Besides, shareholders are responsible for setting clear policies and guidelines that leaders ought to adhere to when conducting the operations assigned to them and preparing budgets and financial reports (Boatright, 2011). Thus, if a leader fails to observe those guidelines and regulations, the shareholders have the right to exercise their mandate of firing or suspending the leader.
How can an agency mitigate damages from an unethical monetary situation?
All public sector agencies operate under specific policies set by either the shareholders, the government, or distinct professional bodies. Thus, for an agency to mitigate damages resulting from an unethical monetary situation, it would be required to follow specific set government policies (Boatright, 2011). This would ensure that the public sector agency’s operations align with that of the government’s expectations (Week 5 Discussion).
Also, public sector agencies’ employees must stick to a specific code of conduct that governs their operations in their professions.

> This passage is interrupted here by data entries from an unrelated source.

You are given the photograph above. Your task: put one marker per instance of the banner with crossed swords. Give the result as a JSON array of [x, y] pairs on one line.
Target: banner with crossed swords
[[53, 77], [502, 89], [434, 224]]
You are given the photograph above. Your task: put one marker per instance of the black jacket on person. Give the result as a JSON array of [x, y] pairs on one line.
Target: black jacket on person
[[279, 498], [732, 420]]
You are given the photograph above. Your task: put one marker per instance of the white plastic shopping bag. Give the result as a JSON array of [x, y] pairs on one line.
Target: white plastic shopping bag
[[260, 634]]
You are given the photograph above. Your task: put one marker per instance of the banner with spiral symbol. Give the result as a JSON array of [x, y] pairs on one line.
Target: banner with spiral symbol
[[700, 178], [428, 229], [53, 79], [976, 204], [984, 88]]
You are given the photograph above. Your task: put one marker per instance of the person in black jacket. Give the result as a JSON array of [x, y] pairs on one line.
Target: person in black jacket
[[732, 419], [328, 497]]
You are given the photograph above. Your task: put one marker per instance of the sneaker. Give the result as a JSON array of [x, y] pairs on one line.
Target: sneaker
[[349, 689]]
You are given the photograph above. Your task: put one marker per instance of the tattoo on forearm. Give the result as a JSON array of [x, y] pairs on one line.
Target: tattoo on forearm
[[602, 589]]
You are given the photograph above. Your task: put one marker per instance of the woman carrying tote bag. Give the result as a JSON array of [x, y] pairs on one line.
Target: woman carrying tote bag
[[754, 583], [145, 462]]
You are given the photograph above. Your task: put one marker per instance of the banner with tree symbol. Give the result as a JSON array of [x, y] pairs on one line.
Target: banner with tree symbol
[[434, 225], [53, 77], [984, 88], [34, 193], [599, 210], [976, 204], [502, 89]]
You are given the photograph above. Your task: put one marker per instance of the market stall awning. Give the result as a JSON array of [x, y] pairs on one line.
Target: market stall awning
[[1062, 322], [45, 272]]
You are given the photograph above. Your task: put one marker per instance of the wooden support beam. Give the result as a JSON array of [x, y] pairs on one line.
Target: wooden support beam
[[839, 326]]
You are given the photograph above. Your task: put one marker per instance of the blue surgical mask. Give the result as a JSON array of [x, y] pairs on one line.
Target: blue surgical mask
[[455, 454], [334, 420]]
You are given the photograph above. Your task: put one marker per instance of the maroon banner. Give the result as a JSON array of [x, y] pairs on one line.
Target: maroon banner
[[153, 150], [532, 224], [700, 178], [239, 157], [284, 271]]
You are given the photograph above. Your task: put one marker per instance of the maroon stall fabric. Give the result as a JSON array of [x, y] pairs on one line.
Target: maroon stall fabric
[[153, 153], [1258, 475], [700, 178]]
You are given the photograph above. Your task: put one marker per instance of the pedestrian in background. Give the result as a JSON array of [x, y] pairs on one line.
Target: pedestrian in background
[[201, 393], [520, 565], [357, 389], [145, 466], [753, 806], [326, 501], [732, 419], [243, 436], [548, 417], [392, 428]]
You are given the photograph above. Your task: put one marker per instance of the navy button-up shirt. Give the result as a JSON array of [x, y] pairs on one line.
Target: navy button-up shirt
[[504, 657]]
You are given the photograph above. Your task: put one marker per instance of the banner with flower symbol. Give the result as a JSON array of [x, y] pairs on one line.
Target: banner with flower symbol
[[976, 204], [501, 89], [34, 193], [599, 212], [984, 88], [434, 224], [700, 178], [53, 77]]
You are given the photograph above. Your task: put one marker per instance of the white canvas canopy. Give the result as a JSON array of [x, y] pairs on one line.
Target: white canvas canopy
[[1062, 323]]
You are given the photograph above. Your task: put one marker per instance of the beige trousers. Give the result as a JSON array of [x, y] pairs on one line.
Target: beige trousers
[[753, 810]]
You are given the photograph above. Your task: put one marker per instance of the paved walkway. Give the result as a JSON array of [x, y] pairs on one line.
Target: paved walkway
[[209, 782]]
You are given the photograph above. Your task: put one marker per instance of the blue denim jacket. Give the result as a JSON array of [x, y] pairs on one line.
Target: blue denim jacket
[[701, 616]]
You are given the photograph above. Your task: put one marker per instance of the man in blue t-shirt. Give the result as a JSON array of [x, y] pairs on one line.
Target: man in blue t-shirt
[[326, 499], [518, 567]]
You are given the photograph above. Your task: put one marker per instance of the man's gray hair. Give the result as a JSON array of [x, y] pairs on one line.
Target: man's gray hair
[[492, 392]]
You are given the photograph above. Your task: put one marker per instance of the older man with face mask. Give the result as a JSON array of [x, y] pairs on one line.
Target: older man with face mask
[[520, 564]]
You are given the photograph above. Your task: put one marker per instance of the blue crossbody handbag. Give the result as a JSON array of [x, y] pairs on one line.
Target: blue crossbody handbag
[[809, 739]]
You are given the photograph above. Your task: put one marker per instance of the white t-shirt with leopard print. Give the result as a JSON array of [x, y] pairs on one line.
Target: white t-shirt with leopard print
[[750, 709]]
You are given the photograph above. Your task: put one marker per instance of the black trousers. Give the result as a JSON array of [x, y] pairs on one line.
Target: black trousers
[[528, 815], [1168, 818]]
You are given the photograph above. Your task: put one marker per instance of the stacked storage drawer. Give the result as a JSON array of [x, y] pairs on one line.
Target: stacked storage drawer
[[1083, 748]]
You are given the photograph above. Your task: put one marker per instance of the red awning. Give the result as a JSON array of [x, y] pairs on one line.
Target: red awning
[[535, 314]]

For instance, an accountant must observe the Generally Accepted Accounting Principles except when directed otherwise by the organization in which he/she is reporting and preparing the financial reports. Coupled together, these factors help mitigate the damages that come from an unethical monetary situation.
How does an agency build trust after poor public stewardship of monies?
Public sector agencies are required to be good stewards of public finances and meet public needs and expectations. However, if the agency has gained a reputation for poor public stewardship of the public finances, it would be difficult for the agency to regain the trust of both the public and other primary stakeholders (Week 5 Discussion).
However, trust can be established after poor stewardship of money by laying down some measures that can help ensure there is no public money embezzlement (Boatright, 2011). The measures may include ensuring transparency in financial reporting, and there are adequate measures in internal control. Also, they should ensure there is responsible planning and dependable and accurate accounting (Week 5 Discussion).
Boatright, John. (2011). Ethics in Finance. 10.1002/9781118266298.ch1
Sevilla, J. (2006). Accountability and control of public spending in a decentralized and delegated environment. OECD Journal on Budgeting, 5(2), 7-21.